Lia – Capítulo 85

A menina não parava de chorar. Desde que chegou, a mesma coisa. Sentadas no sofá, as duas conversavam, ou, pelo que Lia conseguia ouvir da cozinha, uma apenas gemia baixo, fungava e tremia, e a outra (sua filha, que incrível a sua filha, tão bonita, tão… tão madura) dizia palavras curtas e repetidas e, provavelmente, Lia entrevia, tirava sistematicamente o cabelo da outra do rosto.

Maria Cecília.

Outra Lia, em casa. Mas aqui sempre foi Ciça. E olhe que as duas se conhecem desde sempre. Desde que a família da menina um dia se mudou para a casa ao lado e, na mesma tarde, Lia descobriu que eles tinham também uma menina de três aninhos. As duas dali para a frente estiveram sempre juntas. Continuam. Irmãs, quase.

Mas a vida na casa da Ciça vinha ficando difícil. Idade difícil, é verdade. Mas aqueles pais… Será que eles bateram nela de novo?

Lia olhava algo ansiosa para a chaleira no fogão, enquanto tentava espichar o ouvido para a conversa das meninas. Não eram mais crianças. Não eram crianças. As meninas… Tinham cada vez mais que lidar com problemas complexos. Coisa de gente grande. Tinham que aprender a virar gente grande.

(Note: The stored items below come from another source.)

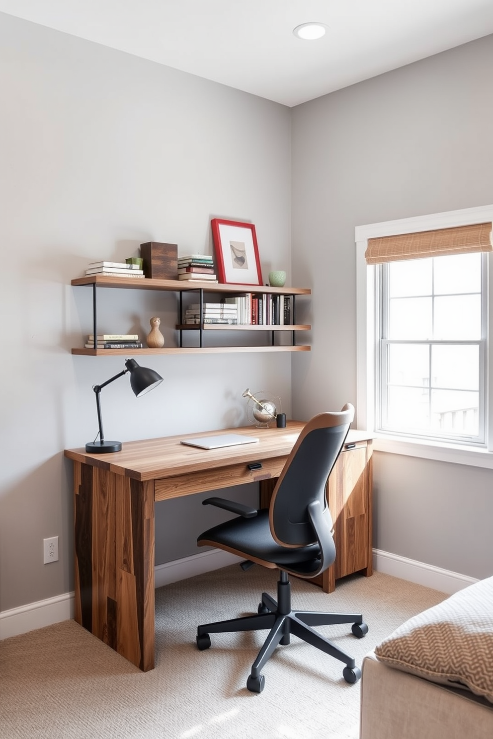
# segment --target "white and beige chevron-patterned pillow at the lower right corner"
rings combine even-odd
[[[493,577],[413,616],[375,648],[375,655],[399,670],[469,688],[493,703]]]

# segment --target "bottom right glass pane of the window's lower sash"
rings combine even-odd
[[[432,390],[432,429],[443,434],[479,432],[479,394]]]

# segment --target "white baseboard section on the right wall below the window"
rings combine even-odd
[[[442,593],[448,595],[457,593],[467,585],[477,582],[475,577],[442,570],[440,567],[426,565],[424,562],[416,562],[415,559],[407,559],[405,556],[390,554],[380,549],[373,550],[373,569],[386,575],[400,577],[402,580],[415,582],[416,585],[441,590]]]

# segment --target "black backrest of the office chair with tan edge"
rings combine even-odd
[[[340,412],[313,416],[300,433],[271,498],[271,534],[278,544],[299,548],[317,542],[308,512],[313,501],[319,501],[331,531],[325,488],[353,418],[354,407],[347,403]]]

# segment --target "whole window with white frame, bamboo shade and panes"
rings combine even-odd
[[[356,228],[356,424],[376,450],[493,468],[492,219],[487,205]]]

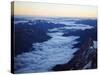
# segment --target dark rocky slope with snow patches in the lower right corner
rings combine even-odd
[[[91,38],[74,55],[71,61],[66,64],[56,65],[52,70],[64,71],[97,68],[97,48]]]

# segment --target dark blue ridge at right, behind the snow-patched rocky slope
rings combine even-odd
[[[80,39],[77,41],[80,41],[80,43],[76,44],[75,47],[81,47],[85,41],[88,41],[89,38],[91,38],[94,41],[97,41],[97,27],[86,29],[86,30],[71,30],[70,32],[65,32],[63,36],[80,36]]]

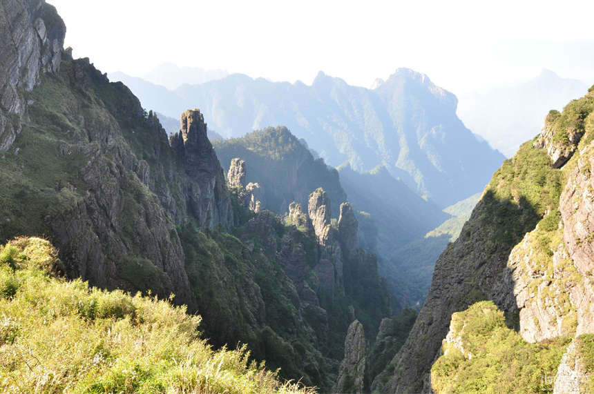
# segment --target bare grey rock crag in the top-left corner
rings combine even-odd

Que maravilha a sua filha ali como consoladora. Cuidando da amiga. Tirando o cabelo da menina da frente do rosto manchado.

Sujo.

Aquele cabelo que eles sempre mandavam cortar tão curto. A menina nunca teve escolha. Um comprimento bobo, ficava sempre na cara dela. E sujo. Sempre sujo.

A mão da filha agora ia sujando ainda mais o cabelo a cada gesto de limpar dele o rosto da amiga.

A chaleira.

Lia jogou a água fervendo no balde de metal que já estava pela metade com água fria. Foi cuidadosamente acrescentando a água e testando com o cotovelo, como se faz com o banho dos bebês, até encontrar a temperatura exata. O calor preciso, necessário.

Tarde gelada.

Jogou dentro do balde a caneca de lata e, arregaçando a outra manga, deu dois passos até o sofá da sala.

— Ciça, minha filha, vem aqui com a tia.

*

— Isso abaixa a cabeça aqui no tanque.

*

A água morna, os dedos grossos de Lia entre os cabelos, as mechas separadas que pingavam no tanque, a sensação no pescoço, calor de água e carne, pele e amor, sabão, espuma e afago. Carinho. Consideração.

Dos olhos fechados da menina, tocados pelo vapor que subia, tangidos pelo cabelo molhado, já não saíam mais lágrimas. De sua boca, subiu apenas um suspiro trêmulo enquanto sua mão direita subia para tocar a de Lia.